Philippe Person, peut-on parler argent avec le directeur d’un théâtre ?

philippe-person_lucernaire_autourdemontparnasse_04-10-2013_lmalterreP.P. : Si on veut parler argent, la situation du Lucernaire est très compliquée ! En plein cœur de Paris, le Lucernaire, qui accueille 50 compagnies par an, perd 750 000 euros par an. Nous partageons les risques avec les artistes qui viennent jouer. Au-delà du rapport avec l’argent, nous souhaitons ici organiser des lectures publiques, des rencontres avec les artistes, avec seulement une subvention de la Ville de Paris. Sans faire de misérabilisme, cela nous donne en même temps une grande liberté de création car aucune institution ne nous contraint.

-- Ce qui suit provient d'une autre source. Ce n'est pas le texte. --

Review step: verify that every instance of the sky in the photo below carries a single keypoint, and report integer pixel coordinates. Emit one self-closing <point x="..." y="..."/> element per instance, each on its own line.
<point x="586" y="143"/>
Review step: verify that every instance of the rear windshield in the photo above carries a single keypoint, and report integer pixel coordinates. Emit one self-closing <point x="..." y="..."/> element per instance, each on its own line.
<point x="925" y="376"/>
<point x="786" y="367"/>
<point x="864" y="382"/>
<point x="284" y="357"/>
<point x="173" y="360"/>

Qui finance votre déficit ?

P.P. : Ce sont les Éditions L’Harmattan qui possèdent le lieu. Cette année, en raison de la crise, les spectacles ont moins bien marché, ce qui nous a poussés à nous interroger sur l’avenir. Je souhaite conserver la diversité des propositions, car elles permettent au spectateur de passer d’un Shakespeare à un auteur contemporain que l’on va découvrir ou de croiser les artistes au restaurant. Les spectateurs sont curieux et l’offre du Lucernaire qui est plurielle aiguise leur curiosité. Mais au lieu de proposer 8 spectacles par soir, on va passer à 6 spectacles, avec une durée d’exploitation plus longue. Nous ne vivons que des recettes. On avait aussi envie de proposer du théâtre musical, ce que nous allons inaugurer à 21h30 sans que le bruit dérange les autres productions programmées à un autre horaire. Le spectacle de Nigel colle à toutes nos envies : de la musique, du chant, du théâtre et un thème majeur, l’argent, qui intéresse tout le monde.

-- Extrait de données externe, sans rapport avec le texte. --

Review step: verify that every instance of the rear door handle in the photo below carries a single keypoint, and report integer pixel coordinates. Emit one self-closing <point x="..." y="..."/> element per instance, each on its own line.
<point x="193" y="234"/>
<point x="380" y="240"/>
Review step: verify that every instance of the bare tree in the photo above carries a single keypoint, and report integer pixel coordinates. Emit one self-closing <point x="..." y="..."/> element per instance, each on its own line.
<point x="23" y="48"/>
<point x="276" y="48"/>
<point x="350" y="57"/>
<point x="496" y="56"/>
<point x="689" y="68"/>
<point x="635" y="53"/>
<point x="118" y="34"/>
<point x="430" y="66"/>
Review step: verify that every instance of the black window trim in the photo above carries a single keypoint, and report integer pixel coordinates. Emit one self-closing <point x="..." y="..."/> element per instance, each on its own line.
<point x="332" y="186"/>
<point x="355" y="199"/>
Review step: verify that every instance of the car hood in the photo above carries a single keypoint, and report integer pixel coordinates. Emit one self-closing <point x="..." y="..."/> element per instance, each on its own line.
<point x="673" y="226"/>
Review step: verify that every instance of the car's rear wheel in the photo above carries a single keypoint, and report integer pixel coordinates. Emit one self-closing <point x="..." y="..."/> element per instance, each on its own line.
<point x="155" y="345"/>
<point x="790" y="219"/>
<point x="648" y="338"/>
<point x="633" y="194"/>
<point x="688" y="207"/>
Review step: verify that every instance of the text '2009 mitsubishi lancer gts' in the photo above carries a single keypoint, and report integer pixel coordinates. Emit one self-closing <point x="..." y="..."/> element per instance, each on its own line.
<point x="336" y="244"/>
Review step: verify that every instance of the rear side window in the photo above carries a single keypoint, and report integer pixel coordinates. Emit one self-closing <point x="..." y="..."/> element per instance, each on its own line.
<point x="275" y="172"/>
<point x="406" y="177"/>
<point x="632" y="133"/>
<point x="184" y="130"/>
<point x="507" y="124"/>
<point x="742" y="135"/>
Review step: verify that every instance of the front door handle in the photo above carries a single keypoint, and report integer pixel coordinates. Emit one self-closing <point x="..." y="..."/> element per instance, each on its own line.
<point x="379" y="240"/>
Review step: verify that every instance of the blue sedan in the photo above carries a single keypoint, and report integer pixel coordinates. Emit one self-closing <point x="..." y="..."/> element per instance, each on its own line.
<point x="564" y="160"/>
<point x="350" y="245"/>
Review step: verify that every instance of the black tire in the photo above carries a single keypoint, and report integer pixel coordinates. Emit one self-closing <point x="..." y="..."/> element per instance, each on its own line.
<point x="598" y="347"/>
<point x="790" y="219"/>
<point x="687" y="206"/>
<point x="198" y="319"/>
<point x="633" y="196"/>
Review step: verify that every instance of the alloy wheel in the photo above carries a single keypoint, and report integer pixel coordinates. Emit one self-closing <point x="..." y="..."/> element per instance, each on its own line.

N.H. : J’ai envie de souligner la manière dont nous avons été accueillis dans ce lieu. Philippe Person et son équipe aiment les artistes et les défendent. Ce n’est pas, comme dans certains cas, une usine à spectacles. 

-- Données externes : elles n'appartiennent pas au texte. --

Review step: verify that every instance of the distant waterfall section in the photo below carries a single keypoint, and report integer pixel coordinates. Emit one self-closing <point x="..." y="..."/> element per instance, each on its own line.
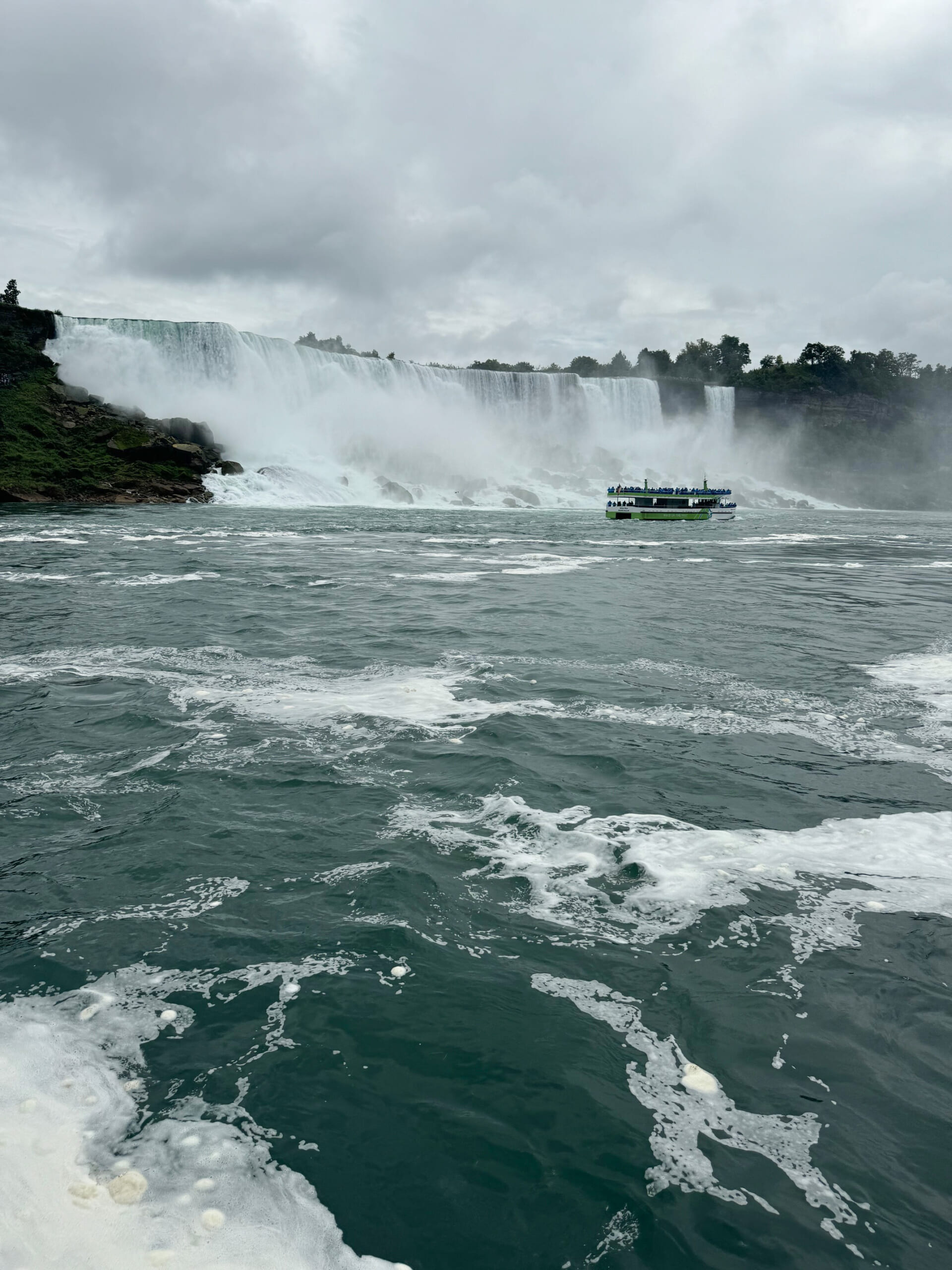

Comment aujourd’hui proposer des spectacles dans une économie de crise avec moins d’argent ?

P.P. : Les compagnies ont vraiment moins d’argent. Mais il ne faut pas céder au minimum garanti ou à la simple location de salle. Si l’on accueille moins de spectacles aujourd’hui, c’est pour mieux les accompagner. Nous revoyons la communication, le logo et la plaquette, bref les moyens pour mieux communiquer et attirer le public dans nos salles par un programme plus clair. Le Lucernaire n’est pas un théâtre totalement privé, ni un théâtre totalement subventionné. Il a une identité et une modestie dans l’approche du public, que nous souhaitons conserver. Ni stars, ni frime intellectuelle, simplement le plaisir et la gourmandise de découvrir des auteurs et des acteurs. Je pense que le monde théâtral subit de plein fouet la crise, mais que nous ne pouvons plus tout attendre des subventions. Nous devons inventer de nouveaux modèles pour la création.